ASHRAE - Great Energy Predictor III

# ASHRAE - Great Energy Predictor III ## Data preprocessing * [Timestamp alignment](https://www.kaggle.com/nz0722/aligned-timestamp-lgbm-by-meter-type) Thanks for **NZ** greate kernel. Its explanation is very clear. * **Interpolation** First, I filled NA in weather data. However, some timestamps in certain site_id are not in weather data with same site_id. It will some NA after left join train.csv and weather data. Therefore, I used interpolation to fill NA again after train.csv left join the weather data. * **find_bad_rows()** Very great function from **Robert Stockton** [public kernel](https://www.kaggle.com/purist1024/ashrae-simple-data-cleanup-lb-1-08-no-leaks) to remove bad rows, and thanks his sharing.
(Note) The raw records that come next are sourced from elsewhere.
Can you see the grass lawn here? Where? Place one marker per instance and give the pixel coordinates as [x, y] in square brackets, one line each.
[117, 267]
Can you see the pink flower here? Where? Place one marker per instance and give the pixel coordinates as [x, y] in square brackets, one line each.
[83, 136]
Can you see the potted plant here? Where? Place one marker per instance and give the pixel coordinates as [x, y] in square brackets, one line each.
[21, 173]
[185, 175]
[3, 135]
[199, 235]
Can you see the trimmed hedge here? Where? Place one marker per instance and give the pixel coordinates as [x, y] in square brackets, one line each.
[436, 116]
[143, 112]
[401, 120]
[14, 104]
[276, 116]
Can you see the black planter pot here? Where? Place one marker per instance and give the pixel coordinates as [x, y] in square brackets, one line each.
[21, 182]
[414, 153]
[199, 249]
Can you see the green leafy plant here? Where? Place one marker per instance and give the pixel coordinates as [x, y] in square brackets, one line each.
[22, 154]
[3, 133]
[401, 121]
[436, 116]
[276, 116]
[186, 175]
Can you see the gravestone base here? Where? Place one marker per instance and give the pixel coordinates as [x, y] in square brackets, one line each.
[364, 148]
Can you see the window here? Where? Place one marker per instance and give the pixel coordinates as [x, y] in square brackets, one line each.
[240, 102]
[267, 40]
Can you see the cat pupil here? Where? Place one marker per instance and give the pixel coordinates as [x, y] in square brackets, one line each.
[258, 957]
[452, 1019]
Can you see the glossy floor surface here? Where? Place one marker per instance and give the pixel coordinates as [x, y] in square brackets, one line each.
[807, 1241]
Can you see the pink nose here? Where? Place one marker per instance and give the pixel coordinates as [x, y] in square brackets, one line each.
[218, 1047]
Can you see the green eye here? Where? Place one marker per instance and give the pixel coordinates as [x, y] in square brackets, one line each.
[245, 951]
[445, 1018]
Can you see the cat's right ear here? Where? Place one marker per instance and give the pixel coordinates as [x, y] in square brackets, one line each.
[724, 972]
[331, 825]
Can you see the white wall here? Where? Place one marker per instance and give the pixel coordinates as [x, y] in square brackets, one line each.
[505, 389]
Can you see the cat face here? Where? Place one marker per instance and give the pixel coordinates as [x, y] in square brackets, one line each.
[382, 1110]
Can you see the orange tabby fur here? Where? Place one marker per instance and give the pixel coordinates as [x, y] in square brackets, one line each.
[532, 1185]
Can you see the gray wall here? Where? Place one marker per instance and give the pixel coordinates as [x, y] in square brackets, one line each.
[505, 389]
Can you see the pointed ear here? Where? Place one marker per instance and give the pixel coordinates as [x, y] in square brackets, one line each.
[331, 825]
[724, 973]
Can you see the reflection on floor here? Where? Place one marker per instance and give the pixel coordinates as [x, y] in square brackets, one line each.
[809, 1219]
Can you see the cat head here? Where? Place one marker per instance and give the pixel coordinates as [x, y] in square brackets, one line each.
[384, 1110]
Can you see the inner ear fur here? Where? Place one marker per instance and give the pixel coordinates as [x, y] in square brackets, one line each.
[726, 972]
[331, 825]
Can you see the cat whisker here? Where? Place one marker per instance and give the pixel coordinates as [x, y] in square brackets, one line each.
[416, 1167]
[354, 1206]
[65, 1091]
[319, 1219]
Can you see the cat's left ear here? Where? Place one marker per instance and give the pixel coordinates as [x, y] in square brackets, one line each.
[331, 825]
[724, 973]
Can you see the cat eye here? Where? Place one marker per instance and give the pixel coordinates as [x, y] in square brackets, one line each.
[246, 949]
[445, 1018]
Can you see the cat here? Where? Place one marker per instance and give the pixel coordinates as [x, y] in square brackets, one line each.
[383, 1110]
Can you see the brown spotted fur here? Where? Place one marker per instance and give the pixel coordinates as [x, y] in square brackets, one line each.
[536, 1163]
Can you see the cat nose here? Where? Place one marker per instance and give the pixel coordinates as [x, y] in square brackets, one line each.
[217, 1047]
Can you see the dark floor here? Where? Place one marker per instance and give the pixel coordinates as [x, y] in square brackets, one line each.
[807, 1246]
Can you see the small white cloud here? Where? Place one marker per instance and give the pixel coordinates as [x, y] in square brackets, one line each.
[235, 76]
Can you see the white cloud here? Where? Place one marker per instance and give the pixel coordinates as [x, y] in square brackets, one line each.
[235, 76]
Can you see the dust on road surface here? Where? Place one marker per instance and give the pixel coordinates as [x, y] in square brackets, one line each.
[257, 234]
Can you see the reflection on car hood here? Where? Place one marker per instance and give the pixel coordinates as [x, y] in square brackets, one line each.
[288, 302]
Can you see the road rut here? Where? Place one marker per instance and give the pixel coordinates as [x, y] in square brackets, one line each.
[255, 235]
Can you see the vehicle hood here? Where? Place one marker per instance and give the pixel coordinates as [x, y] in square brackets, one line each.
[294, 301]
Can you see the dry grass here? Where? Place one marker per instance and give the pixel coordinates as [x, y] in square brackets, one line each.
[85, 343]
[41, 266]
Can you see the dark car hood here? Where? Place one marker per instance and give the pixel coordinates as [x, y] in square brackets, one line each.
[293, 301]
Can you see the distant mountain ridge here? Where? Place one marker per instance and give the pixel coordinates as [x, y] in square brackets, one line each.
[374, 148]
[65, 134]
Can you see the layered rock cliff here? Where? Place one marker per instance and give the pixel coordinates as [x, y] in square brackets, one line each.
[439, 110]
It make my model amazing improvement from 1.07x to 1.06x. * Correct the unit for electric meter of site 0 ## Feature engineering In the section I will present different features I try. * **Humidity** by air temperature and dew temperature, we can get the humidity. * **[meteocalc](https://github.com/malexer/meteocalc)**(not used) by using meteocalc, we can get different meteorological variables such as **Dew Point**, **Heat Index**, **Wind Chill**, **Feels Like temperature**. However, they didn't improve the score of my models. * **Lag feature**(not used) I tried lag feature with window = 3 or 7 in air_temperature, cloud_coverage, dew_temperature, precip_depth_1_hr to get mix, max, std, mean like as public notebook, but it didn't improve my cv score and LB. * **Grouping feature** group the weather data(air_temperature, cloud_coverage, dew_temperature, precip_depth_1_hr) to get the average values of day in each site. by using group features, I got improvement 0.01 in LB(1.08 to 1.07) * **Combination of air temperature and dew temperature** Due to the two features have hight importance values in lgbm, I combine the two feature together by calculating the difference between the two features. * **Time feature**(not used) Sin and Cos transformation from time data, but It's not improve my model. ## CV 1. 利用時間去切分的cv很準ex 前半年後半年 2. 用building_id來做stratifiedkfold的效果也不錯用不同切fold的方式可以訓練出不同的model(model diversity比較高) ## ensemble 1. 最後利用leakage data 來當作validation set 找最好的ensemble weight，得到非常好的結果。